Now I'm back to a pack a day. I wake up with a cough every day and I get winded going up a flight of stairs. But I'm not as depressed nor unpleasant as I was when not smoking.

So it really came down to the choice of, in social situations, does someone endure an unpleasant odor on my skin or an unpleasant mood from my mind. For me, it's no contest.

And besides, who really wants to live forever?

12:08 PM  
Anonymous Anonymous said...

And it's amazing that 'secret smokers' think they can hide it!

10:54 PM  
Blogger RachelleCentral said...

My husband is a smoker. A chain smoker, even. Terrible. I myself never started smoking after an ill-fated event when I was 15. I was at the Royal Hawaiian Hotel in Honolulu on holidays with my parents, and they had gone out for the evening.
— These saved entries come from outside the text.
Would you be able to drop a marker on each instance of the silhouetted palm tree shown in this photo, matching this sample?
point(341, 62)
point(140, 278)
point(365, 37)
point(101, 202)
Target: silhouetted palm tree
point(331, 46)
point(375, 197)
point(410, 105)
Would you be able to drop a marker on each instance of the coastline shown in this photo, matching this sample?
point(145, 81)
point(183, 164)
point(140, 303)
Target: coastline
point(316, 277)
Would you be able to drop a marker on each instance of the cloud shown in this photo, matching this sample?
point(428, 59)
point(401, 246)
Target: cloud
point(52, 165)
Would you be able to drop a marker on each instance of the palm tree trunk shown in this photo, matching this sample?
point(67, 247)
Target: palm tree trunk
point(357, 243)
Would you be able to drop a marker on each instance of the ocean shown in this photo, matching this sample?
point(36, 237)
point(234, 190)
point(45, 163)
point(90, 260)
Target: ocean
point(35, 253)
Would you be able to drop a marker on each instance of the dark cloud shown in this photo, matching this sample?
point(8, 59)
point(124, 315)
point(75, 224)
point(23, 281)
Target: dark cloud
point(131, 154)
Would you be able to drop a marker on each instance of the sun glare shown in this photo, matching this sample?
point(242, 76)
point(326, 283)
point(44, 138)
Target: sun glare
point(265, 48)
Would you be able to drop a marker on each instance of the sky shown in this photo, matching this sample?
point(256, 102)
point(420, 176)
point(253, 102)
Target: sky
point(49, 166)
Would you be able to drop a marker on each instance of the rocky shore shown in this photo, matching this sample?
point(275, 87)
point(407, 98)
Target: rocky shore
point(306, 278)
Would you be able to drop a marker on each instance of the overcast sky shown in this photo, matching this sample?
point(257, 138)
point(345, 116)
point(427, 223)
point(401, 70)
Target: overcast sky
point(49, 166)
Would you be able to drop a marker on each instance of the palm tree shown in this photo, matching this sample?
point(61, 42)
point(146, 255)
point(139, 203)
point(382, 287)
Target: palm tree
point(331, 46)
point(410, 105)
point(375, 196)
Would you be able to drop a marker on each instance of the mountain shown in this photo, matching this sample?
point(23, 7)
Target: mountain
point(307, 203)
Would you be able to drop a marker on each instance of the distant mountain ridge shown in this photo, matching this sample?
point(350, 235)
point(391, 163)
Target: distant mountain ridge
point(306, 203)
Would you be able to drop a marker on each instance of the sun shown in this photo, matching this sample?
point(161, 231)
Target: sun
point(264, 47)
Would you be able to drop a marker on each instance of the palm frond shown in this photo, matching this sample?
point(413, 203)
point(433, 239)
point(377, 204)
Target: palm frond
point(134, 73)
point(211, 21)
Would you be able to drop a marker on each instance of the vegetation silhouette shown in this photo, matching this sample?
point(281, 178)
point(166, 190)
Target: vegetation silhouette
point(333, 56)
I snuck one of my mother's cigarettes and was smoking it out the window. Suddenly, I dropped it, and it fell below - where a ton of foliage lined the hotel. I didn't know what would happen to the cigarette, but I'd seen countless movies where someone left a lit cigarette in a rubbish bin, etc and overnight the embers burned until a huge fire was started. I didn't know how long a cigarette could burn for or how long all this would take, so I stayed up the entire night, worrying that the hotel would burn down and that arson squads would point to our window and find out it had come from me. It was enough of a shock to ensure I would never smoke again - and I never have!